Locations: Across seven centres including; Advanced Manufacturing Research Centre (Sheffield), Nuclear Advanced Manufacturing Research Centre (Rotherham), Manufacturing Technology Centre (Coventry), Advanced Forming Research Centre (Glasgow), National Composites Centre (Bristol), Centre for Process Innovation (Wilton & Sedgefield), WMG (Warwick)
Total committed government funding: Government has committed at least £140m for the period 2012-2017. To date the seven centres have benefitted from around £350m from government. This investment is further leveraged with private sector investment and funding bids for collaborative R&D won in competition
Progress on engagement with industry: The three newest additions to the HVM Catapult (Nuclear AMRC, MTC and NCC) have secured over 100 industrial partners. In addition the HVM Catapult has engaged with around 1000 SMEs in the last year
Total number of employees across the HVM Catapult: 700 staff are employed across the HVM Catapult. Future growth is dependent on industry demand for Catapult services and the types of projects undertaken
Find out more at: catapult.innovateuk.org/high-value-manufacturing
TM: Why did you leave Torotrak and the private sector to lead the HVM Catapult?
I felt it was time to plough something back into the industry which fed and clothed me for so long. The HVM position came up and it seemed ideal. At Torotrak I had discovered just how challenging it can be to take a leading edge technology from readiness level 4 to level 8. By comparison my experience of industrialising products at Jaguar and Land Rover was relatively straight forward.
TM: What are your first impressions of working for government?
I am very impressed. There is a great clarity of thinking at TSB from high quality people who are absolutely on message about the importance of industry to the UK. I have seldom come across such a clearly expressed and well thought through initiative as the Catapults. Those I have met in the BIS [Department for Business Innovation and Skills] team are looking for continuity and, no matter what rosette they wear, every politician I have spoken to about HVM has expressed solid support for the Catapults.
TM: How well are the HVM centres doing so far at engaging with industry?
Very well I’d say. We have a lot of big ticket tier one clients in place and there is a community of SMEs building as well. Feedback from smaller companies does suggest that they are finding the different membership tariffs give them value. Some prefer the payas- you-go model for using the facilities but this can end up being more expensive if they use a centre a lot. We do need to work on accessibility however – not all the centres have the variable tariff options – and another area to work on is how to support cross-centre projects for big clients.

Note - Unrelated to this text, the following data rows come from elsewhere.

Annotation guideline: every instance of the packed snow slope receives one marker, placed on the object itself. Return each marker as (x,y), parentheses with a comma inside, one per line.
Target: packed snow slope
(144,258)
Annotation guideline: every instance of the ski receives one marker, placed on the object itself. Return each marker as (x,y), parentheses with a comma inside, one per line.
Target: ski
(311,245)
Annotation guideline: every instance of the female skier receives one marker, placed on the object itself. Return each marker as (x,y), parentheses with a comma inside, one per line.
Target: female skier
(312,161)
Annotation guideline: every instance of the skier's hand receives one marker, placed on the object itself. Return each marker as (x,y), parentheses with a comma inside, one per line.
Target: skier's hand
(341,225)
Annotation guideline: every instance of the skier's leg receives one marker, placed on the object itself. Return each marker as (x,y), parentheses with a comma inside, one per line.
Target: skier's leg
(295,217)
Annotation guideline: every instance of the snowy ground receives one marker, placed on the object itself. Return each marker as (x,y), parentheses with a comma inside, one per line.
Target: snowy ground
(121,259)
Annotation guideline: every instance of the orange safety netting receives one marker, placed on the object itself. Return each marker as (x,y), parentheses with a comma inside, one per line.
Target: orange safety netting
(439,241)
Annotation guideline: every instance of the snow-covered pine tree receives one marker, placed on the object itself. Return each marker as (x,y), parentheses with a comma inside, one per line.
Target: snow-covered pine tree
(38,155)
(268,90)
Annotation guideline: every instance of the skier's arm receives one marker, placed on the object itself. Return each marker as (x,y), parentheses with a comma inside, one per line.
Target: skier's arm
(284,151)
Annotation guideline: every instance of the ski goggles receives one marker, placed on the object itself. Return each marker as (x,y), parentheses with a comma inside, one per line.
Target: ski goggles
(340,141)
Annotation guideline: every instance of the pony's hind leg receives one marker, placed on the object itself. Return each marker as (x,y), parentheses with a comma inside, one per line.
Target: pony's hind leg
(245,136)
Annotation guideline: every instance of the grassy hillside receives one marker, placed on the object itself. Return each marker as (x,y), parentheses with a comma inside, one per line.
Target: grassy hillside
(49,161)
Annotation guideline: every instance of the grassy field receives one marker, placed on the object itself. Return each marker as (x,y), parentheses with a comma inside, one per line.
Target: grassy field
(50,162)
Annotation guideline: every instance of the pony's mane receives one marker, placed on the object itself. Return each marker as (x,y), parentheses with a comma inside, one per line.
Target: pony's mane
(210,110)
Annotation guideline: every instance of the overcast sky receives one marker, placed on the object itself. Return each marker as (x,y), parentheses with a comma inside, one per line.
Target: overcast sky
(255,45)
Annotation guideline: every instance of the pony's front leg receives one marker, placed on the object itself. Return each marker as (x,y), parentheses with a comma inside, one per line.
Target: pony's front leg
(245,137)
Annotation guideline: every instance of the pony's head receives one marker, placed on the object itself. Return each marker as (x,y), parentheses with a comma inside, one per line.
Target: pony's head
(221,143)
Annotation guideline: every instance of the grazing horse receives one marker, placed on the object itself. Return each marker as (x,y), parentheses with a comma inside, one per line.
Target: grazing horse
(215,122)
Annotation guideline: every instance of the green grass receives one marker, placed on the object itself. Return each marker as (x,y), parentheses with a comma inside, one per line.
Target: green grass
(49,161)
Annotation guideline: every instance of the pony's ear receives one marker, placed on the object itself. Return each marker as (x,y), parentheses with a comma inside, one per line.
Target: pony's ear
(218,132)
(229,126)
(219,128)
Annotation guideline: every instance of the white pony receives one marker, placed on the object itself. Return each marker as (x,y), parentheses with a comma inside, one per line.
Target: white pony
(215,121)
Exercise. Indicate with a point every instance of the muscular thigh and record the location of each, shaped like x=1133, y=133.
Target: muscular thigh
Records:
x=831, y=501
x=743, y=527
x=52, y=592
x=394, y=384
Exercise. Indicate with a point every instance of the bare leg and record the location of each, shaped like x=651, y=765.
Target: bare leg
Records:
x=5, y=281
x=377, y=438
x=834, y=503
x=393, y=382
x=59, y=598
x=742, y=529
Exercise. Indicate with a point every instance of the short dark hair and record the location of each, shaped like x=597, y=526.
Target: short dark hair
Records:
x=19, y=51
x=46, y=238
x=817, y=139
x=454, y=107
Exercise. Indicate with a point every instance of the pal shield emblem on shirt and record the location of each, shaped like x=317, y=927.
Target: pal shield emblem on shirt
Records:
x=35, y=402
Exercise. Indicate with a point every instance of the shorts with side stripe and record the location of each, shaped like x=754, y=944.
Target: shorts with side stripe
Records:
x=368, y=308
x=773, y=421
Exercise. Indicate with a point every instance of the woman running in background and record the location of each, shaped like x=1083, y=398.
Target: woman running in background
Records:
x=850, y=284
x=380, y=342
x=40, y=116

TM: What can we expect of the HVM in 2013?
It’s all about satisfying demand and communicating the value-add being created. At the moment we are still developing our metrics and exploring ways of recording the centres’ benefit to industry. ‘Lead’ measures will be based on indicators like value of collaborative R&D secured and SME engagement while ‘lag’ measures will include GVA creation and number of jobs created. Progress on these will be reported to the TSB’s oversight committee. In terms of new facilities coming online the next thing for industry to look out for is the WMG facility for the investigation of energy storage and management. Looking forward – as the other Catapult centres progress there will also be a responsibility for me to support cross-Catapult working. For instance, the Offshore Renewable Energy Catapult could benefit from the composites and large component machining expertise in place at the NCC [Bristol] and the Nuclear AMRC [Sheffield].